2012年04月17日 21時48分01秒 | 物理学、数学
よくわかる電磁気学:前野昌弘

今度こそ納得する物理・数学再入門:前野昌弘」がとてもよい本だったので、前野先生のお書きになった電磁気学と量子力学の教科書のほうも気になっていた。

両方ともこの2年のうちに出版されたばかりで、アマゾンやブクログでの評判がとてもよい。本の売上も定番の「電磁気学:砂川重信」や「電磁気学:長岡洋介」に迫る勢いである。

今回読ませていただいた「よくわかる電磁気学:前野昌弘」の内容は他の定番教科書2種類とほぼ同じで、大学の物理学科では電磁気学I、電磁気学IIという科目で教えられているようだ。(数学専攻だったので僕は物理学科のカリキュラムは詳しくない。)おおざっぱに言えば高校物理I、IIで学ぶテーマをベクトル解析、微積分を使って理論的に体系付け、マックスウェルの方程式に至るまでを解説である。(詳細目次はこの記事の最後の部分を参照。)

本書をお書きになった琉球大学の前野先生は、ネット上のハンドル名「いろもの物理学者」として知られている。

先生のホームページ:
http://homepage3.nifty.com/iromono/
http://irobutsu.a.la9.jp/

Wikiのページ: 
http://www.phys.u-ryukyu.ac.jp/~maeno/cgi-bin/pukiwiki/index.php

本書(電磁気学)のサポートページ:とても充実している。
http://irobutsu.a.la9.jp/mybook/ykwkrEM/index.html


電磁気学は奥が深く、ベクトル解析のgrad, div, rotや偏微分記号(∂)を学びたての初学者が物理と結びつけながら学ぶのは容易なことではない。先生ご自身も学生時代に苦労され、教える立場になってからは講義をしながら学生たちがどこでわからなくなっているかをノートにまとめ、それに加筆することで本書が完成したのだ。

だから本書は今どきの学生のレベルや素朴な疑問が反映されたものとなっている。Javaアプレットによる美しいCGも先生ご自身で作成し、電場や磁場など物理的な実感とベクトル解析や微積分の図形的イメージを直観的に結びつけてくれる。この点については他書より断然優れている。grad, div, rotのイメージについては本書に加えて「物理数学の直観的方法〈普及版〉 (ブルーバックス):長沼伸一郎」の第5章「ベクトルのrotと電磁気学」を読めば申し分ない。

数式の導出過程のていねいさ、演習の分量や質についても含め全体的なバランスもよいと思った。電磁気学を学ぶ初期の時点で本書に巡り会える学生は幸せだと思う。昔からある定番の教科書がいかに優れたものであっても年月がたてば風化してしまうし、著者の先生からアドバイスいただけることなどまずあり得ない。実際に講義の現場に立ち、自分の学んだことをすべて教えようと意欲に燃えている前野先生だからこその本だと思った。

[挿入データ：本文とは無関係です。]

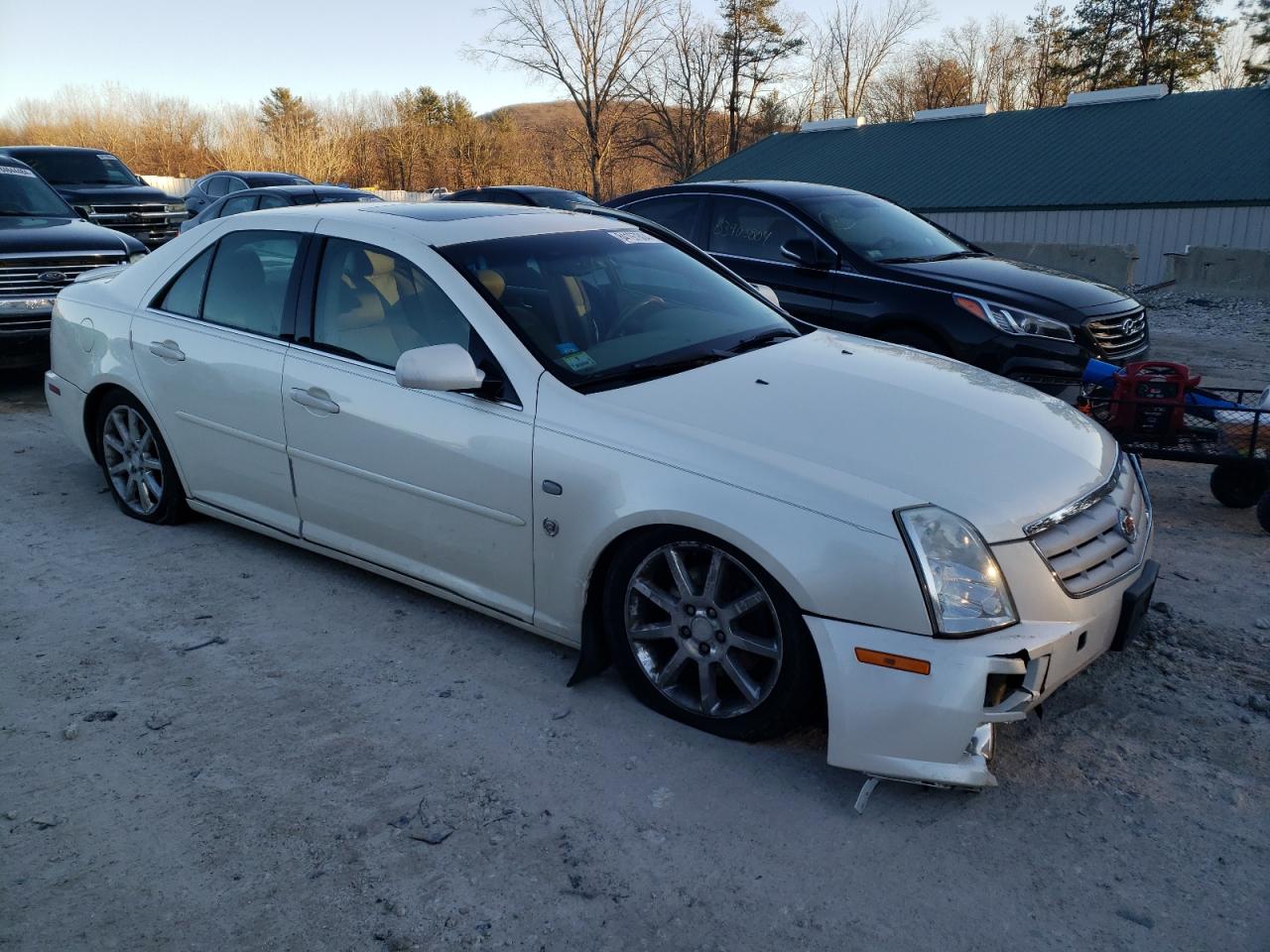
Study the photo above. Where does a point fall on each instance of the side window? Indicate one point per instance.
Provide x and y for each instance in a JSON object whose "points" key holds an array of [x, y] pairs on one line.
{"points": [[375, 304], [747, 229], [248, 285], [185, 295], [675, 212], [240, 203]]}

僕自身は他に何種類か電磁気学の教科書を読んでいたので、本書に書かれていることの8割ほどのことは理解していた。なので復習も兼ねながら実際に読んで本書のよさを実感してみたかったわけだ。

僕が特によいと思ったのは第10章の磁性について詳しく解説されている部分と第11章の「動的な電磁場」だった。磁性の本質は古典電磁気学では説明できない部分が多いが、それでも可能な限り詳しく説明していただいているので「磁性って結局何?」という素朴な疑問を持っている学生にとっては、電磁気学だけでは解決できない自然の奥深さを感じることができるだろう。そして、それが量子力学への入り口となる。

本書は300ページほどの分量でページ数の制限によるためだと思うが、前野先生が本書の「おわりに」でお書きになっているように、

- 交流回路
- 電磁気学のゲージ理論としての側面
- 特殊相対論の枠組みでの電磁気学
- 解析力学と電磁気学の関連

などについては触れられていない。これらの内容は次のようなサイトやより高度な教科書で補うとよいだろう。僕としては本書に含めることができなかった内容は「よくわかる電磁気学2」として執筆してほしいと思った。

- 「EMANの電磁気学」および「EMANの相対性理論」の第3部
- 「理論電磁気学:砂川重信
- 「電磁気学の基礎 III:太田浩一」
- 「マクスウェル理論の基礎―相対論と電磁気学:太田浩一
- 「マクスウェルの渦・アインシュタインの時計―現代物理学の源流:太田浩一


なお高校物理I、IIのように天下りな記述では満足できない意欲的な高校生や電磁気学ってどういうものだろう?という社会人には「これならわかる理系の電磁気学(高橋真聡著)」のほうをお勧めする。今回紹介した教科書よりもずっと敷居が低い。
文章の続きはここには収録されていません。